Experimental study on seismic performance of squat precast concrete sandwich shear walls under low axial load ratio

Abstract

To improve the thermal performance and seismic resistance of structures, precast concrete sandwich shear wall (PCSSW) emerges as a promising option due to its low thermal conductivity and favorable structural performance. This study aims to examine the effectiveness of a new type of vertical connection between the PCSSW and foundation under reversed cyclic loading. The proposed vertical connection is achieved by embedding steel bars in the precast wall and foundation, respectively, followed by casting fresh concrete in place. Considering pre-embedded steel bar arrangements (single-row or double-row) and cast-in-place (CIP) concrete strength as variables, three precast specimens were designed.

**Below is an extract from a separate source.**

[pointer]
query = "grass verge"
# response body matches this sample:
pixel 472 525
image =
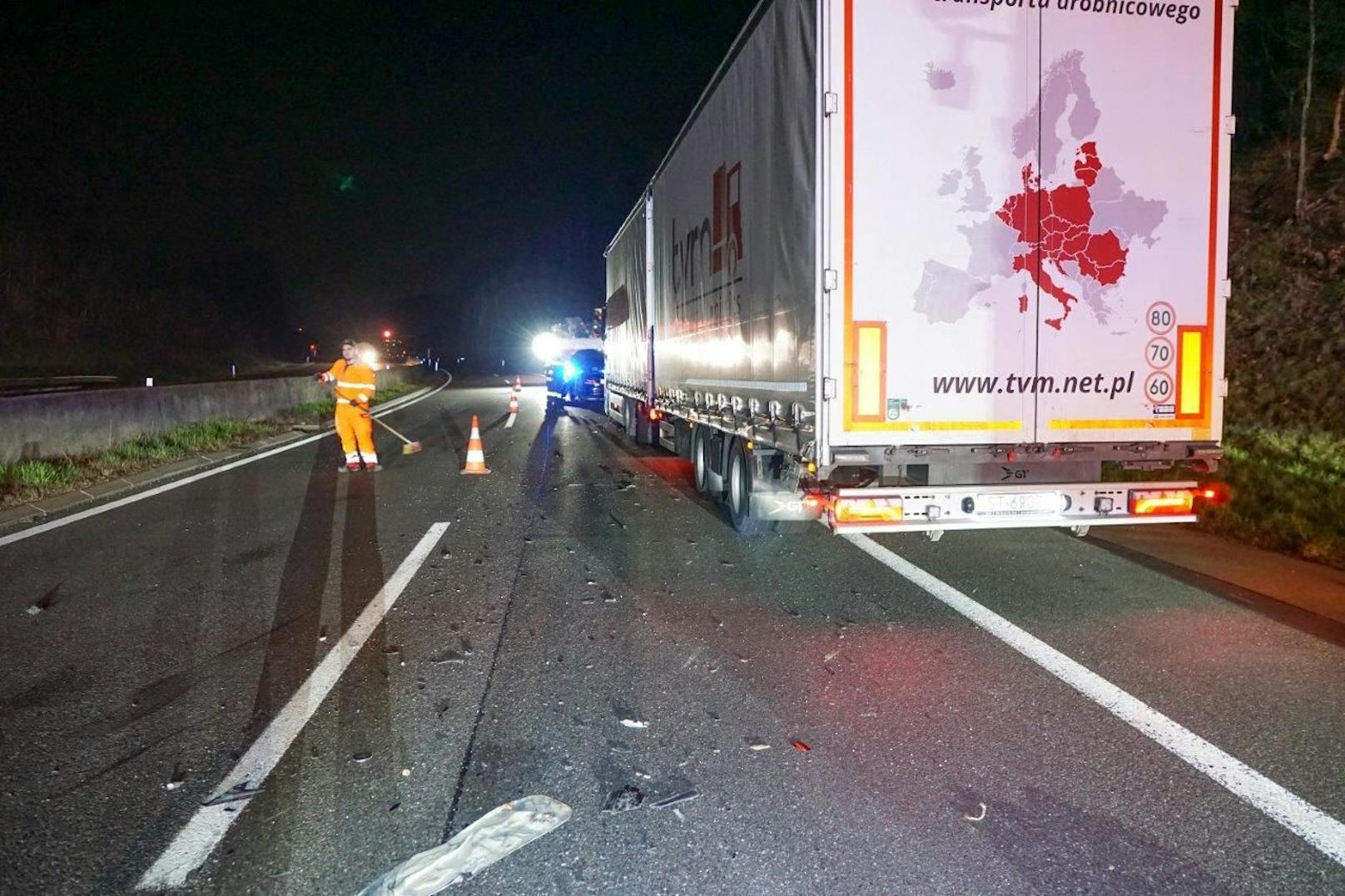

Seismic performance was investigated through low reversed cyclic loading tests, with a comparison made against two CIP control specimens. The results showed that the behavior of all the tested walls was governed by shear, with the ultimate bearing capacity of the PCSSW determined by the horizontal shear capacity at the weak position. Under low axial compression ratios, the specimens with double-row steel bar arrangement had higher load-carrying capacity and ductility than single-row steel bar arrangement and could be equivalent to the CIP shear walls. Results from this study were compared with the predicted values from different codes to provide some reference value for the engineering design of the proposed structure.